Frightening new figures unveiled by Cancer Research UK and the UK Association of Cancer Registries show a dramatic rise in life-style related cancers linked to sun bathing, alcohol, smoking and obesity.

According to the charity, cases of melanoma, the most aggressive form of skin cancer, have leapt more than 40% in the last 10 years, while the incidence of mouth, womb and kidney cancer has jumped 23%, 21% and 14%, respectively.

But the charity’s and healthcare professionals’ main message seems to be that many of these cases could be prevented, “if people avoided excessive sun exposure, smoking and obesity and limited their alcohol intake,” explains Lucy Morrish, statistical information manager at CR UK. Furthermore, CR UK claims research indicates that as much as half of all cancers could be prevented through a healthy lifestyle.

Malignant melanoma is now the fast-growing cancer in the UK, it says. Rates are higher in women and have doubled since the mid-80s, but cases have tripled in men, with excessive sun exposure responsible for the vast majority of cases.

Most incidences of oral cancer occur in people who smoke or chew tobacco and regularly drink alcohol, smoking and being overweight are two of the major risk factors for kidney cancer and, although the direct causes of womb cancer are unclear, factors such as being overweight or obese are known to sharply increase a woman’s risk of developing the disease.

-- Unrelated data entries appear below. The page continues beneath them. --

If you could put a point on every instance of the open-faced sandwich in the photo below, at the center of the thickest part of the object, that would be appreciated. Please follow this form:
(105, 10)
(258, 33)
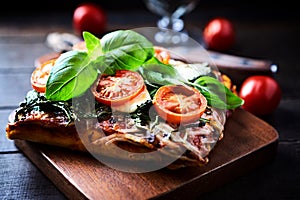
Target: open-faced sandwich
(123, 98)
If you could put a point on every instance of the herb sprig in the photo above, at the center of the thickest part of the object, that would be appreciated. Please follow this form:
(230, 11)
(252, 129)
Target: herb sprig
(74, 71)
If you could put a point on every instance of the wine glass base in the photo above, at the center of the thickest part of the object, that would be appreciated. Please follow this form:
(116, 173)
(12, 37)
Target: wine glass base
(171, 37)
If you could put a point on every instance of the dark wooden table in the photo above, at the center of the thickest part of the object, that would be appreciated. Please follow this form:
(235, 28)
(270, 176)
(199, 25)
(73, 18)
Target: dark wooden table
(262, 35)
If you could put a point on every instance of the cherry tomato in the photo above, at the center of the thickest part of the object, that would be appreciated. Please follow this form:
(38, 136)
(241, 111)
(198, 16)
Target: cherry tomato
(162, 54)
(219, 34)
(114, 90)
(89, 17)
(41, 74)
(261, 94)
(178, 104)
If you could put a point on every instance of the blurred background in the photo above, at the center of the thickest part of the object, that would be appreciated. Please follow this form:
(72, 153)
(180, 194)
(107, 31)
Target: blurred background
(245, 8)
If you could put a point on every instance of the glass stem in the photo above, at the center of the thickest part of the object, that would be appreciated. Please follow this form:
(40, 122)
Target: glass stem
(170, 22)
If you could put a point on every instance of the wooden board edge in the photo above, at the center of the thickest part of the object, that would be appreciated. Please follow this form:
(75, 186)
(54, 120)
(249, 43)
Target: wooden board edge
(197, 187)
(34, 155)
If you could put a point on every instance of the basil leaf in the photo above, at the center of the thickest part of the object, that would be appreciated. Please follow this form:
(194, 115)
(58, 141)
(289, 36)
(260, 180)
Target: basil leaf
(156, 72)
(71, 75)
(217, 94)
(126, 49)
(93, 45)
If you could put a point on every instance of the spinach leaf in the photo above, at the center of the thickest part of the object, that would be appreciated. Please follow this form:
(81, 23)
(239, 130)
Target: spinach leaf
(72, 74)
(217, 94)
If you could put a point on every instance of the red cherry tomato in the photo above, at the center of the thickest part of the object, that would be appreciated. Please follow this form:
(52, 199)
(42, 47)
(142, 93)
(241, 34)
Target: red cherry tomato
(178, 104)
(261, 94)
(89, 17)
(219, 34)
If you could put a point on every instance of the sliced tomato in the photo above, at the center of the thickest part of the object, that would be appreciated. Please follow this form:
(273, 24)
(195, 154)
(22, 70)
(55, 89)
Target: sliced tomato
(178, 104)
(41, 74)
(162, 54)
(119, 88)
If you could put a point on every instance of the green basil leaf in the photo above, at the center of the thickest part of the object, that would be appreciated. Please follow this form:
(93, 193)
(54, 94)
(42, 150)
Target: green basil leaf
(126, 49)
(156, 72)
(71, 76)
(93, 45)
(217, 94)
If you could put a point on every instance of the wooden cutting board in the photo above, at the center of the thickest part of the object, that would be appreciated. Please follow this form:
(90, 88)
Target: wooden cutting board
(248, 143)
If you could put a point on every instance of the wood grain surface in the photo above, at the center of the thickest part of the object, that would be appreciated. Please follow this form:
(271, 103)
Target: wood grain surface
(248, 143)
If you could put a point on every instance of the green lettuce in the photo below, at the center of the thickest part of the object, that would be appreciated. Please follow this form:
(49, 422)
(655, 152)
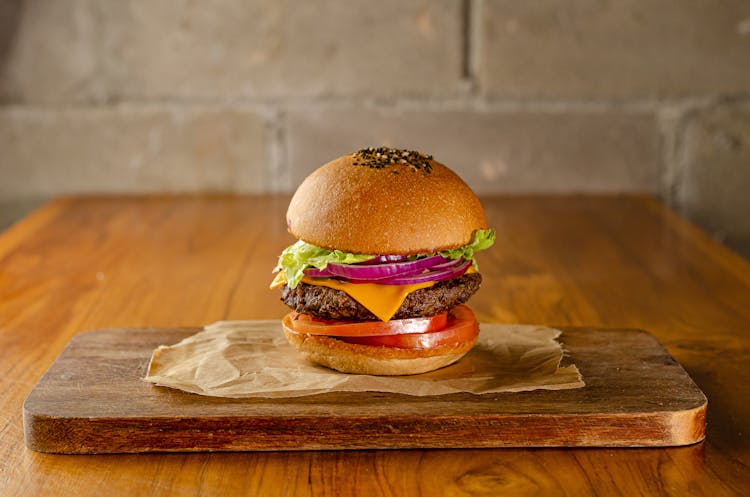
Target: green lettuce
(300, 256)
(483, 239)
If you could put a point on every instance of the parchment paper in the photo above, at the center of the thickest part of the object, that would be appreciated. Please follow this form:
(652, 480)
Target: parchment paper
(253, 359)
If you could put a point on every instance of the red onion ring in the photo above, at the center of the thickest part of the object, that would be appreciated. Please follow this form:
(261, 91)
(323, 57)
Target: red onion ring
(376, 272)
(440, 275)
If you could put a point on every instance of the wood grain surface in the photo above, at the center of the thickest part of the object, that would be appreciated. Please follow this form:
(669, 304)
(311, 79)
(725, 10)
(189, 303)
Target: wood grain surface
(624, 261)
(94, 400)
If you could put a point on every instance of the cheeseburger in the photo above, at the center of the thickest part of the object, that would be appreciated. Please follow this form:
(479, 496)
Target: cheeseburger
(383, 265)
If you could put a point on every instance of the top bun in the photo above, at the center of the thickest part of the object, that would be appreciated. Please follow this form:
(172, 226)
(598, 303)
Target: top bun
(385, 201)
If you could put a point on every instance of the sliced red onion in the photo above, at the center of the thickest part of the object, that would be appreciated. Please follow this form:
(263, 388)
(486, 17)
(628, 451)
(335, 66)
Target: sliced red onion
(380, 259)
(446, 265)
(439, 275)
(376, 272)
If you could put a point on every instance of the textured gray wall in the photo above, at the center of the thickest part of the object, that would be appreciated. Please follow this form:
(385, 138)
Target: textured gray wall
(250, 96)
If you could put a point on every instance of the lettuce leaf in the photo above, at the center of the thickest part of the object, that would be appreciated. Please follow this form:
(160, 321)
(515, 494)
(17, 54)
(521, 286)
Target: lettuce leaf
(298, 257)
(483, 239)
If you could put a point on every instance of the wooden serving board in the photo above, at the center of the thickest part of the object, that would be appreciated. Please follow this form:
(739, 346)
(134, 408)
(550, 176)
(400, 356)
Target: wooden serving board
(93, 400)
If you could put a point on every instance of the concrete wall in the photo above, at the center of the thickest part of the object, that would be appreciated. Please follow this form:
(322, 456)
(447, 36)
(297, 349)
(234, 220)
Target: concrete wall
(251, 95)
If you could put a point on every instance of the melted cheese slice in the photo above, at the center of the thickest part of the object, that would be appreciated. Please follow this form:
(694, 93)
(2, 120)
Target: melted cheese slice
(381, 300)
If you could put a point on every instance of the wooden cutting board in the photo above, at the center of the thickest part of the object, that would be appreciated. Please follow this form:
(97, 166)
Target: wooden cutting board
(93, 400)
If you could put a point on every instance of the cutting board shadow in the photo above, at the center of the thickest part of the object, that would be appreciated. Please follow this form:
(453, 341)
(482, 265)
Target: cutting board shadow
(93, 400)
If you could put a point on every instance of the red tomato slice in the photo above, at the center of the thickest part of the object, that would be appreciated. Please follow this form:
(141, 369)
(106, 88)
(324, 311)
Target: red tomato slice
(461, 327)
(304, 323)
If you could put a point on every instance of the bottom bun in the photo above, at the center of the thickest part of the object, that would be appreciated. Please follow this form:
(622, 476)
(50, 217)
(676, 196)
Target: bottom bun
(368, 359)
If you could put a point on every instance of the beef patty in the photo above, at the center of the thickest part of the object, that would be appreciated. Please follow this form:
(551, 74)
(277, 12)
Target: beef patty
(327, 303)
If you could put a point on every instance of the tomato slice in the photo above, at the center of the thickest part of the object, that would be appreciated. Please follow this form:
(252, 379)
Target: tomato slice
(305, 323)
(461, 327)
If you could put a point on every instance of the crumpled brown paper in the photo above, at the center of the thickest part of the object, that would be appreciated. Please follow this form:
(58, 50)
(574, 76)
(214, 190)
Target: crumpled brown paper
(253, 359)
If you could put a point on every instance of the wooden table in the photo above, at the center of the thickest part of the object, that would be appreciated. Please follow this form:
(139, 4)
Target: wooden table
(623, 261)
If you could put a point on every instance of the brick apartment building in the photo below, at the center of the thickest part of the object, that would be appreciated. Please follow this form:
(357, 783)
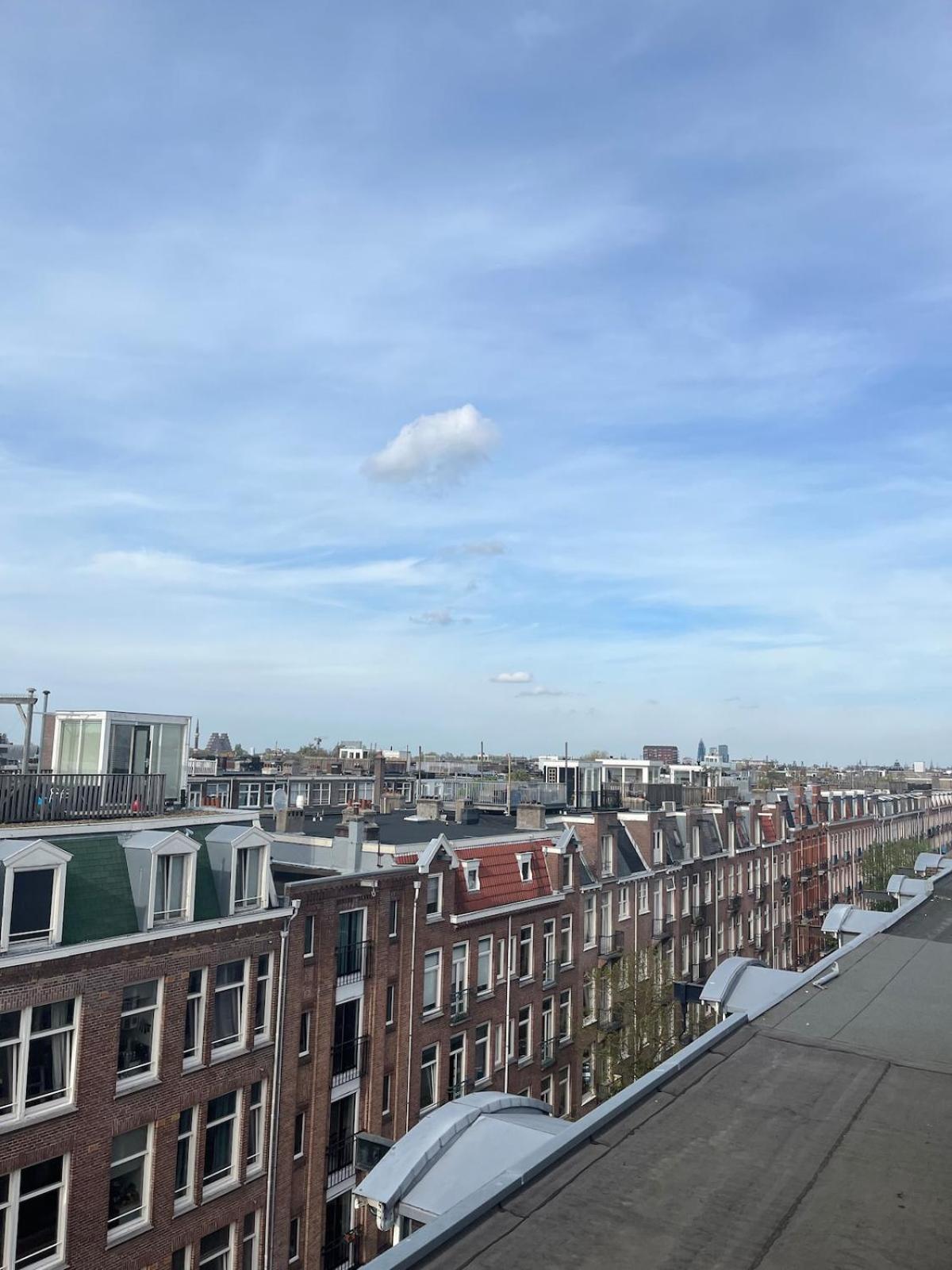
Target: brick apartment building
(197, 1018)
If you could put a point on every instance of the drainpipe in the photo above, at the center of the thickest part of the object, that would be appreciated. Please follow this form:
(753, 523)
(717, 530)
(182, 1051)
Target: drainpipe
(508, 995)
(413, 1006)
(276, 1086)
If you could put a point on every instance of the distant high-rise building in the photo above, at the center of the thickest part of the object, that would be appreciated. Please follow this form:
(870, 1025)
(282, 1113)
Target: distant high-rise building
(660, 753)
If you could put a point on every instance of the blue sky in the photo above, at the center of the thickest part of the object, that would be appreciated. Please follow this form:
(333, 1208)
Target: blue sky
(353, 356)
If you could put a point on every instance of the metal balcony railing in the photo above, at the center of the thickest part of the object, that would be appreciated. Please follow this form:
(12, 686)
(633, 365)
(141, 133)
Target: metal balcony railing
(611, 945)
(343, 1254)
(348, 1060)
(342, 1156)
(459, 1005)
(27, 798)
(355, 960)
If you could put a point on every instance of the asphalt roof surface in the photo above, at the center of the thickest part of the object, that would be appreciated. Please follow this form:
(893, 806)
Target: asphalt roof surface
(816, 1134)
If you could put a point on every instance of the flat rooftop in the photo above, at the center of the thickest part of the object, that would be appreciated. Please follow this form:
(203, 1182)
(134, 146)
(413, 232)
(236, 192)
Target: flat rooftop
(816, 1133)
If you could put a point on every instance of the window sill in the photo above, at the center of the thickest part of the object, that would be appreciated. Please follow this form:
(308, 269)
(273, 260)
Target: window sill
(222, 1056)
(217, 1189)
(141, 1083)
(127, 1232)
(48, 1113)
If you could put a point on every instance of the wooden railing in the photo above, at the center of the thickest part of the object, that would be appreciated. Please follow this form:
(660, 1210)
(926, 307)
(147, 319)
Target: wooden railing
(27, 799)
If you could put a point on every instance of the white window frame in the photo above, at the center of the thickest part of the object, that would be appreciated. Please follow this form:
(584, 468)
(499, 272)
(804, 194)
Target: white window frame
(435, 1064)
(12, 1206)
(438, 911)
(201, 1003)
(239, 1041)
(21, 1043)
(262, 1034)
(188, 888)
(228, 1253)
(131, 1079)
(249, 903)
(254, 1238)
(225, 1180)
(120, 1231)
(186, 1200)
(37, 856)
(254, 1165)
(436, 1003)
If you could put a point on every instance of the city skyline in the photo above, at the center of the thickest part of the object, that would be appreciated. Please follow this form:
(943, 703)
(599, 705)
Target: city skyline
(513, 374)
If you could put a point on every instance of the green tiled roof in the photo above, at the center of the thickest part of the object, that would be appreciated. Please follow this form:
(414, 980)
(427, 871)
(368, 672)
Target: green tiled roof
(98, 903)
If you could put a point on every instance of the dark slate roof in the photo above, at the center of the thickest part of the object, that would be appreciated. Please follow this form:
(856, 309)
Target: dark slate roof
(630, 863)
(397, 831)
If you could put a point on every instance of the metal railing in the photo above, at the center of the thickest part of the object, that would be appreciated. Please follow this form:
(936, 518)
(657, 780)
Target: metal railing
(459, 1005)
(342, 1156)
(348, 1060)
(355, 960)
(611, 945)
(29, 798)
(343, 1254)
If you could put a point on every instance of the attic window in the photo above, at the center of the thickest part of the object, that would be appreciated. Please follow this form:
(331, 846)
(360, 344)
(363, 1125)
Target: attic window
(175, 876)
(33, 886)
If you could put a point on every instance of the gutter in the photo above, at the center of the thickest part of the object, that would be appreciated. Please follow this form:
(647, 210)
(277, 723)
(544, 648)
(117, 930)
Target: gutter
(276, 1086)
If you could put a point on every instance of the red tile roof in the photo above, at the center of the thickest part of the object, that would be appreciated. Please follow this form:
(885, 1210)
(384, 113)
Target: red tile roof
(501, 882)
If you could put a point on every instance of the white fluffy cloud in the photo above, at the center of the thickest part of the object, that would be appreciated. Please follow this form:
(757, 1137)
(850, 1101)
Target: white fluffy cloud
(435, 448)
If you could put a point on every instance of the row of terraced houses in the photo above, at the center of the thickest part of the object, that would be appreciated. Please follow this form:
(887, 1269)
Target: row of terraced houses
(207, 1026)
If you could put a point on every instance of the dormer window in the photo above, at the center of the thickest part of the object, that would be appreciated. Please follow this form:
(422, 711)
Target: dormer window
(435, 895)
(607, 855)
(163, 876)
(33, 884)
(249, 874)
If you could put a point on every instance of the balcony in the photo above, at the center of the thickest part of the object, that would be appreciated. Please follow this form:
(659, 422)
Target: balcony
(355, 962)
(343, 1254)
(348, 1060)
(611, 946)
(609, 1019)
(459, 1005)
(29, 799)
(342, 1156)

Cervical/lung cancers fall

But the figures also reveal success in other areas. A national screening programme has played a significant role in decreasing the rate of cervical cancers, the charity said, while smoking cessation campaigns are helping to decrease cases of lung cancer.

Lowering the incidence of cancer is one of 10 goals CR UK has set itself to achieve by 2020. Other targets include increasing the overall five-year survival rate - currently 49.6% - by two-thirds, making the latest treatment advances available, ensuring that patients get access to the right information, and reducing affluence-related inequalities in both incidence and survival.